Das Denkmal zur Verfolgung und Emanzipation von LSBTIQ* in der Landeshauptstadt ist in trockenen Tüchern. Der Künstler Claus Richter arbeitet bereits an der Umsetzung, die Standortsuche ist in vollem Gange. Dürfen sich die Düsseldorfer*innen noch in diesem Jahr auf die Errichtung dieses neuen Gedenkortes freuen? Und werden Sie dieses weithin einzigartige Denkmal einweihen?


Das Denkmal wird als Ort für die Erinnerung und Akzeptanz von sexueller und geschlechtlicher Vielfalt an einem sehr exponierten Ort am Rhein errichtet werden, der dem Rat voraussichtlich im März zur Entscheidung vorgelegt wird. Damit ist es ein weiteres wichtiges Puzzleteil in der Erinnerungsarbeit in Düsseldorf.


Gewidmet wird das Denkmal den Lesben, Schwulen, Bi und Trans*, die Opfer von Gewalt, Verfolgung und Diskriminierung in Düsseldorf geworden sind.
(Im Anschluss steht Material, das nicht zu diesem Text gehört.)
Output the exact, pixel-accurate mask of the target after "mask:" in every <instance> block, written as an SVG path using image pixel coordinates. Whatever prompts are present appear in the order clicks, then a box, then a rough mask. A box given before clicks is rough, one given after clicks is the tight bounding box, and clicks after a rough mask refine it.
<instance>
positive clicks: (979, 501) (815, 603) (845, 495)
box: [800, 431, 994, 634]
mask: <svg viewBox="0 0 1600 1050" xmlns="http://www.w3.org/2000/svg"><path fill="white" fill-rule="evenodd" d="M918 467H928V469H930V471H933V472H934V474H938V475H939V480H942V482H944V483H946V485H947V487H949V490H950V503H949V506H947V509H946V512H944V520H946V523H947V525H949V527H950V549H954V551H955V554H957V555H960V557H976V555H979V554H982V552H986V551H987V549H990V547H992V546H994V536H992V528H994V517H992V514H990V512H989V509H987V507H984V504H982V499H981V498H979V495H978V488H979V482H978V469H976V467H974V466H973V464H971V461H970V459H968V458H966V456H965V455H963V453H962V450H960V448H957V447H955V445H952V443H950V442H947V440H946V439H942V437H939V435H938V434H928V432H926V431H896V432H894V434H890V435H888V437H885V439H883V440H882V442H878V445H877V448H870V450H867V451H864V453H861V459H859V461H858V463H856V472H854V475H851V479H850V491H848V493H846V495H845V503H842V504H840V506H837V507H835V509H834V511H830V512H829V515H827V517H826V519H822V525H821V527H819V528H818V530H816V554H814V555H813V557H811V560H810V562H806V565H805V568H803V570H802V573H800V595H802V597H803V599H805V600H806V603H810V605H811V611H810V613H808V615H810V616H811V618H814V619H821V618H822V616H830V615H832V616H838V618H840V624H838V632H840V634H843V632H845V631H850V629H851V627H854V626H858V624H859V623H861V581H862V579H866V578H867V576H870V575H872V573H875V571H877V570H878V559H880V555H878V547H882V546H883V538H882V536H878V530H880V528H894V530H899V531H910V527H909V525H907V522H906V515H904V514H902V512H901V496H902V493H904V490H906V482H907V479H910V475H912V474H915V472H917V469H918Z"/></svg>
Zudem ehrt es alle Düsseldorfer*innen, die in der Vergangenheit für die sexuelle und geschlechtliche Vielfalt eingetreten sind und die dieses in der Gegenwart und Zukunft tun.


Laut Zeitschiene des Künstlers Claus Richter und der Düsseldorfer Kunstkommission ist eine Einweihung voraussichtlich für Herbst dieses Jahres geplant und ich werde die Einweihung selbstverständlich sehr gerne vornehmen.